I know I promised a few essays on redistricting, but other writers have done an admirable job discussing it. Also, just to refresh your memory, the Republican-controlled State of Texas, as part of their 2011 redistricting strategy, decided to sue the federal government over Section 5 of the Voting Rights Act. This is the pre-clearance provision that provides that any state or jurisdiction with a history and legacy of racial discrimination cannot make any electoral changes, including redistricting, without clearing it with the Department of Justice (DOJ).
This was all part of a more nefarious plan, though, one involving disenfranchising Latino voters.
Republican-controlled Texas wanted the Second Circuit Court of Appeals in Washington D.C., where Section 5 cases are heard, to dismiss the suit or at least rule in favor of Texas to avoid a full trial. Texas argued that race was not an important redistricting consideration when they drew the lines in congressional districts 23 and 27, southside of San Antonio west to El Paso along the border and Corpus Christi, respectively. The U.S. government, MALDEF in presenting the principal argument, said just the opposite.
This is just the latest issue in the Republican Party’s ballot security strategy that goes back to 1981 when individuals in bogus uniforms were stationed outside polling places in Trenton and Newark, New Jersey to intimidate African American and Latino voters. These voting “goon squads” were the first tactics utilized by the Republican Party to insure that minority voters did not vote in sufficient numbers to elect their preferred candidate. The same election, which was between James Florio and Thomas Kean for the governorship, saw registration challenges to 45,000 voters, mostly black and Latino voters.
Fast forward to the 2011 redistricting trials, and you find the most sophisticated Republican effort at vote suppression.
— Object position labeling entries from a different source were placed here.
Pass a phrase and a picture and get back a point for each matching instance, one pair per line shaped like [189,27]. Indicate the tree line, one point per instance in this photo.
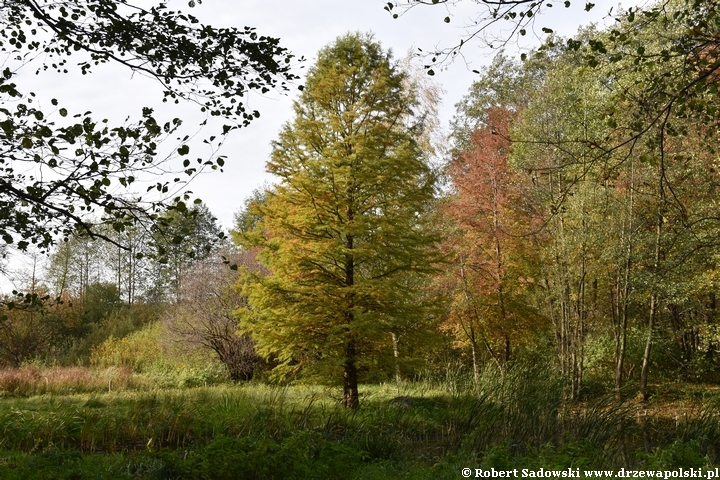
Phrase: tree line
[576,225]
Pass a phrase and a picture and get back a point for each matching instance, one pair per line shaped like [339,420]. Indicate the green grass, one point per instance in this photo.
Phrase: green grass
[418,430]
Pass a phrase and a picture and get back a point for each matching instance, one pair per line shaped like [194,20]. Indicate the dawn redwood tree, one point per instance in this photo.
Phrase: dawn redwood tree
[343,234]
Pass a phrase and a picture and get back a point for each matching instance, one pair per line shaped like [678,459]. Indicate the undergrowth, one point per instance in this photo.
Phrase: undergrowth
[415,430]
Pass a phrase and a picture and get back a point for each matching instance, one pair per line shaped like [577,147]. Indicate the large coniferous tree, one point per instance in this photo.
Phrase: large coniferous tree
[342,233]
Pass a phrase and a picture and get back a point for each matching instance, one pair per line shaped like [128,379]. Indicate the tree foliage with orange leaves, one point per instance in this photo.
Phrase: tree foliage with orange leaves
[486,284]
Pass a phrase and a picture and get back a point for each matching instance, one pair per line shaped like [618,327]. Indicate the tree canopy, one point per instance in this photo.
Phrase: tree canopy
[64,172]
[342,233]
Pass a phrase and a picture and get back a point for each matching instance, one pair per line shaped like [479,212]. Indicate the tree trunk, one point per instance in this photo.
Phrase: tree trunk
[351,399]
[396,355]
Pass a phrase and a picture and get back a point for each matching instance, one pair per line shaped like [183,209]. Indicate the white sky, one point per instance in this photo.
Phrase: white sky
[304,28]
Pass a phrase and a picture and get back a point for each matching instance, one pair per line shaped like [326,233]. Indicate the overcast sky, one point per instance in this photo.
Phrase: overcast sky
[304,28]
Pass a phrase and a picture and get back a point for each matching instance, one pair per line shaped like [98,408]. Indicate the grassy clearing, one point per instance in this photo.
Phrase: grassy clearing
[416,431]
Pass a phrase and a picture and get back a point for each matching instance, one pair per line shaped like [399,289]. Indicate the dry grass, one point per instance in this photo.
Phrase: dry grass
[29,380]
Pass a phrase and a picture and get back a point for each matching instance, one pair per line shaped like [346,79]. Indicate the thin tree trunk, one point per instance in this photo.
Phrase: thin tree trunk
[396,355]
[656,267]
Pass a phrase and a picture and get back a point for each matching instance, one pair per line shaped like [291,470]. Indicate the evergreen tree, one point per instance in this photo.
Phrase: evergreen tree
[343,232]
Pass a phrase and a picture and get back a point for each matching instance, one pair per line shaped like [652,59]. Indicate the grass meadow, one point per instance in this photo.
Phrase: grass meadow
[83,423]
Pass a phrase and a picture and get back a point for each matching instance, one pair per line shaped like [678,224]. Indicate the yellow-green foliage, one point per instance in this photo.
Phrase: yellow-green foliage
[169,366]
[139,350]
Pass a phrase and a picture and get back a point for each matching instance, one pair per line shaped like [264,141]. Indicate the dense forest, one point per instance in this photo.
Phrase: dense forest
[549,268]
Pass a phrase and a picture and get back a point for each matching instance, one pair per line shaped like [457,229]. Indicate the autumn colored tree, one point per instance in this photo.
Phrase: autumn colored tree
[487,285]
[343,232]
What the Texas Legislature did was draw congressional and state House maps that reflected a desire to increase the number of Republican seats in both chambers, thereby solidifying their hold over the state legislative process. But the Supreme Court has adjudged redistricting as a political act — therefore not necessarily subject to close judicial scrutiny. The Supremes ruled that redistricting was a political act by a bunch of politicians so no big deal, they were going to do ugly things to each other during the redistricting process because the act itself was political.
In Texas, Republicans realized this was a “gift horse” and decided to gerrymander the heck out of the state to make as many “safe” Republican districts as they could. The problem in 2011, however, was how to do this when the fastest growing population in the state was Latinos, and Latinos mostly vote for Democrats? What the gerrymanderers (is this a word?) went and did was fascinating, because it took voter suppression to a new level. The perfect example of how the gerrymanderers (I don’t care if its not a word, I’m using it anyway) can be found in the way they reconfigured congressional district 23.
What the Republicans in Texas did was move voter suppression from the “goon squad” to the world of geeks. The gerrymanderers went throughout the entire district 23 looking for voting precincts where Latino voters voted at higher levels than normal — and replaced these high-performing Latino precincts, like the southside of San Antonio, with low-performing precincts from adjacent congressional districts. In doing this, the gerrymanderers split the southside of San Antonio three ways: sending roughly a third to districts 20, 23, and 35, dramatically weakening the voting power of this historical Latino community. These “drawers of doom” then split, almost exactly, Maverick County in half drawing a line west to east through both the county and Eagle Pass, halving the Latino voting strength in this county.
There were more examples but these were the most obvious and easy to relate here.
Republicans know they are short for this political world, mostly due to the ridiculous position their party takes on issues important to the electorate, particularly Latinos. So, they have to do more than intimidate and lose ballots in order to keep control of political office. Gerrymandering is only the most recent method GOPers have at their disposal at both suppressing votes and maintaining political power.